Well, that makes for another thing, Mr. Gatchalian thought. The New Year, a century of old man Homobono, and a new scientific breakthrough.
He lifted his glass, and Mr. Gatchalian trembled with awe at the sight of the bottles on their table: ’95 Chateau Neuf. Homobono’s was serving it as house wine. It was improbable. Suddenly ten billion pesos seemed so cheap.
There is a fragment of a poem painted above the entrance to the dirty kitchen at Homobono’s:
from "Las Ruinas del Corazon" by Eric Gamalinda
She wanted to possess him entirely, and since not even death
may oppose the queen, she found a way to merge death and life
by eating a piece of him, slowly, lovingly, until he was entirely
in her being. She cut a finger and chewed the fragrant skin,
then sliced thick portions of his once ruddy cheeks. Then she ate
an ear, the side of a thigh, the solid muscles of the chest,
then lunged for an eye, a kidney, part of the large intestine.
Then she diced his penis and his pebble-like testicles
and washed everything down with sweet jerez.
There was also, that night, a blackboard with menu items chalked out, in a kind of restaurant code: "more Pampangos for the sisig; only Davaoenos for Davaoenos."
Tipsy, woozy from the verse and the wine, Mr. Gatchalian moved on, looking for Ponce. Yes, he would give him ten billion a year for dinner once a week at Homobono’s, wine and extras included.
The dirty kitchen yielded easily to him. The forekitchen was strangely deserted, and though he was familiar with the "show kitchens" many fine dining restaurants had, he did not expect Homobono’s to yield to such coarse marketing ploys.
First he saw that lady sitting at the table next to them, smoking a cigarette. Then he saw Ponce, strapped to the chair. Behind him, a deliciously large black man tested the roleta for snags, spinning the wheel so fast he could barely recognize what was written on it, its teeth clicking cheerily across the rubber-and-metal stopper, until it slowed and he could read what was written on the red and yellow wedges: heart, lungs, thigh, loins, a dozen other things he could almost feel twitching inside him.
The horror of the scene before him emptied his head; the only thing he had was the complaint he had earlier intended to make, lying sour and stale on his tongue.
"All I wanted was a decent meal," Mr. Gatchalian said. "May I please have him back?"

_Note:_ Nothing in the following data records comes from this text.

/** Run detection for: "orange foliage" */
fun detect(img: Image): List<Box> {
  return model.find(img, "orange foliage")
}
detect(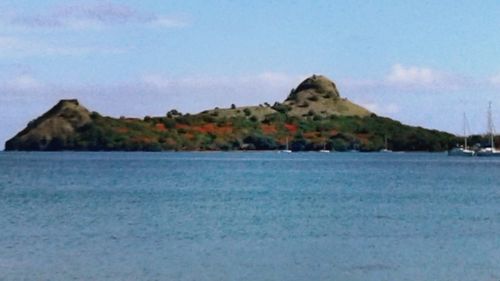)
[115,127,128,134]
[260,124,277,134]
[155,123,167,132]
[175,124,190,129]
[285,124,298,133]
[356,134,370,144]
[304,132,320,139]
[132,136,156,143]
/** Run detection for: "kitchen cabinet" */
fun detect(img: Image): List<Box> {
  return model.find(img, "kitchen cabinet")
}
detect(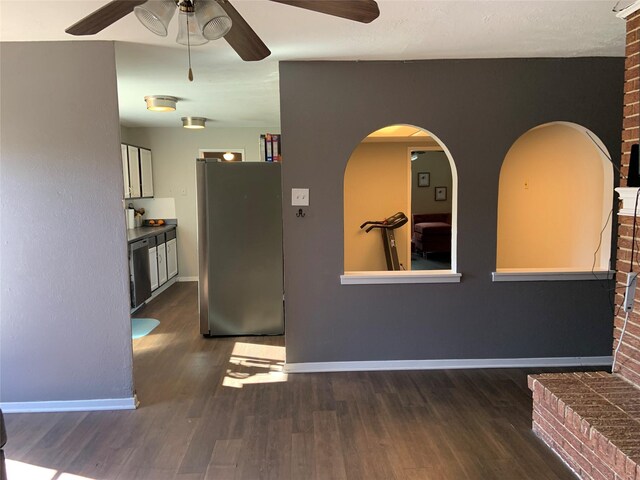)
[127,145,142,198]
[167,235,178,278]
[139,148,153,197]
[149,246,160,291]
[122,144,153,198]
[120,145,131,198]
[156,233,168,286]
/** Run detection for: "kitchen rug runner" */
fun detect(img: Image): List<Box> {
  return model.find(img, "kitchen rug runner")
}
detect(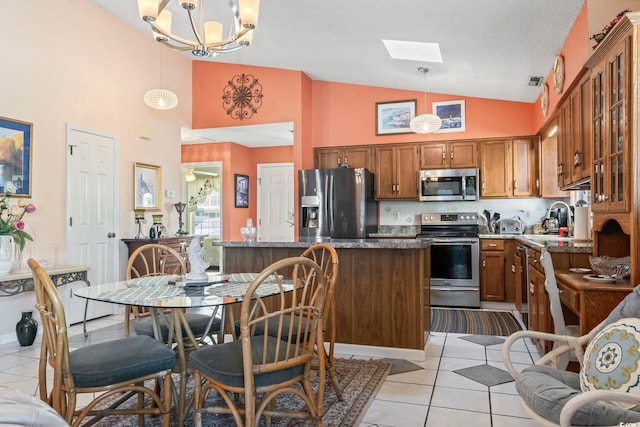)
[90,357,392,427]
[431,308,522,337]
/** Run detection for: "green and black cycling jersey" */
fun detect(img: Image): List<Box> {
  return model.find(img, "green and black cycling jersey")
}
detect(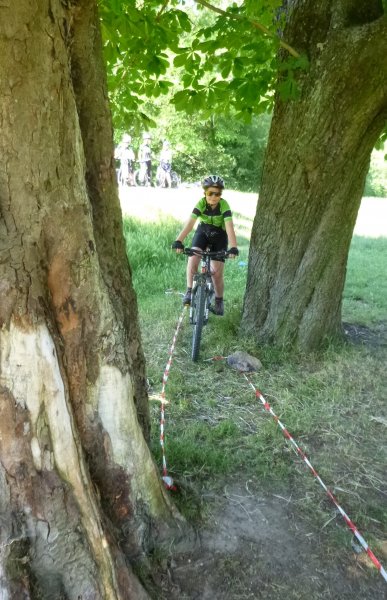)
[191,198,232,230]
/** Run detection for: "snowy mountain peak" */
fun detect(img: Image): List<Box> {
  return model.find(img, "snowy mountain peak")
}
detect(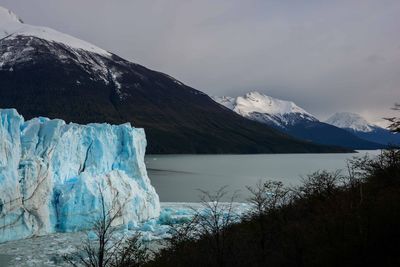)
[0,6,111,56]
[213,91,318,128]
[235,91,313,117]
[326,112,376,132]
[0,6,23,25]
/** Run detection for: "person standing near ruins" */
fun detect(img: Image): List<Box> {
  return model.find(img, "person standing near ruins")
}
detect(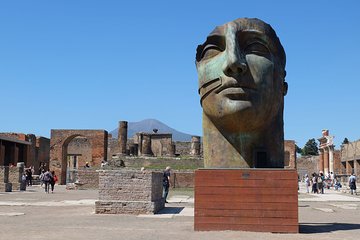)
[311,173,319,193]
[50,171,58,193]
[44,170,53,193]
[163,166,171,203]
[349,173,357,195]
[305,174,310,193]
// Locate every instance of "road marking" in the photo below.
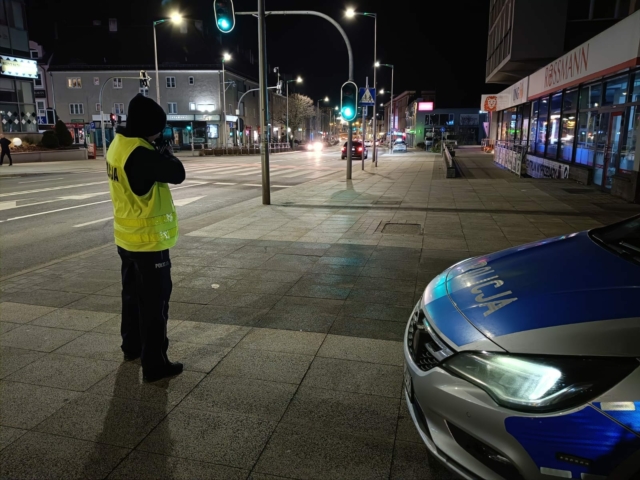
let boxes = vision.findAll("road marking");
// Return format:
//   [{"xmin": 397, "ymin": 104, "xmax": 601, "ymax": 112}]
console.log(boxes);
[
  {"xmin": 18, "ymin": 177, "xmax": 64, "ymax": 183},
  {"xmin": 73, "ymin": 215, "xmax": 113, "ymax": 228},
  {"xmin": 6, "ymin": 199, "xmax": 111, "ymax": 222},
  {"xmin": 173, "ymin": 195, "xmax": 206, "ymax": 207},
  {"xmin": 0, "ymin": 181, "xmax": 107, "ymax": 197}
]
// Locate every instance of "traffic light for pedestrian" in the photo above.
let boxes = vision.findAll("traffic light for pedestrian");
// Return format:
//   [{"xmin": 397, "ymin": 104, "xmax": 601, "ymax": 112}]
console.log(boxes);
[
  {"xmin": 340, "ymin": 81, "xmax": 358, "ymax": 122},
  {"xmin": 213, "ymin": 0, "xmax": 236, "ymax": 33}
]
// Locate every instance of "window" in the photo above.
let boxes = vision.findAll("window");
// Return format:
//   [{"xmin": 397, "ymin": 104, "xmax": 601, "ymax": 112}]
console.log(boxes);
[
  {"xmin": 69, "ymin": 103, "xmax": 84, "ymax": 115},
  {"xmin": 545, "ymin": 92, "xmax": 562, "ymax": 159},
  {"xmin": 558, "ymin": 88, "xmax": 578, "ymax": 162},
  {"xmin": 535, "ymin": 97, "xmax": 549, "ymax": 155},
  {"xmin": 629, "ymin": 70, "xmax": 640, "ymax": 102},
  {"xmin": 67, "ymin": 77, "xmax": 82, "ymax": 88},
  {"xmin": 602, "ymin": 74, "xmax": 629, "ymax": 105},
  {"xmin": 580, "ymin": 83, "xmax": 602, "ymax": 110}
]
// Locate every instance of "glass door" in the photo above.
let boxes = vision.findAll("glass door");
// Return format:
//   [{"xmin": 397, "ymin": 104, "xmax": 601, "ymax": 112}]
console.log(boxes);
[{"xmin": 604, "ymin": 112, "xmax": 623, "ymax": 190}]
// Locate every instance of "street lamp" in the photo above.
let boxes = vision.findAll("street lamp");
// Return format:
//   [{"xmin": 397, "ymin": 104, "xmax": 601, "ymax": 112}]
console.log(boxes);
[
  {"xmin": 316, "ymin": 97, "xmax": 329, "ymax": 139},
  {"xmin": 285, "ymin": 75, "xmax": 302, "ymax": 143},
  {"xmin": 218, "ymin": 52, "xmax": 231, "ymax": 150},
  {"xmin": 376, "ymin": 62, "xmax": 395, "ymax": 151},
  {"xmin": 346, "ymin": 8, "xmax": 378, "ymax": 165},
  {"xmin": 153, "ymin": 12, "xmax": 182, "ymax": 105}
]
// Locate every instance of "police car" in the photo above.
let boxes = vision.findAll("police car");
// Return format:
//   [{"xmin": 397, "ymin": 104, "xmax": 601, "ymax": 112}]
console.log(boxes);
[{"xmin": 404, "ymin": 216, "xmax": 640, "ymax": 480}]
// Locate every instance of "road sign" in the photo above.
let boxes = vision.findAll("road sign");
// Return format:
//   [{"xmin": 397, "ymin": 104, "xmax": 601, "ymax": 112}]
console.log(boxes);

Greta looked at Ponce, as though for the last time. "You should have walked away. You shouldn’t have come to me, you shouldn’t have asked me."
Ponce looked back at her, her face crumpled in confusion and indecision. Her hand touched his lightly, almost as if by accident. Thoughts clicked furiously in his head.
"Eternity is a long time to spend forever," he told her, looking at her eyes through the smoke, his fingertips again touching hers.
When the two emerged from the kitchen, Greta first approached the businessmen’s table.
“We have something new on the menu. For the first time, it’s something vegetarian. And then we shall celebrate one hundred years—and the new year ahead.”
The businessmen applauded and raised their glasses to her. The man at the head of the table was especially happy.
Ponce smiled and slipped his hand over hers. He took her cigarette from between her fingers and put it between his lips. He tasted her lips, her mouth on it. This was certainly worth ten billion, maybe more. Through the windows he could see the fireworks light up the sky. The new year stretched out before them, and so much more. He took a long drag from her cigarette.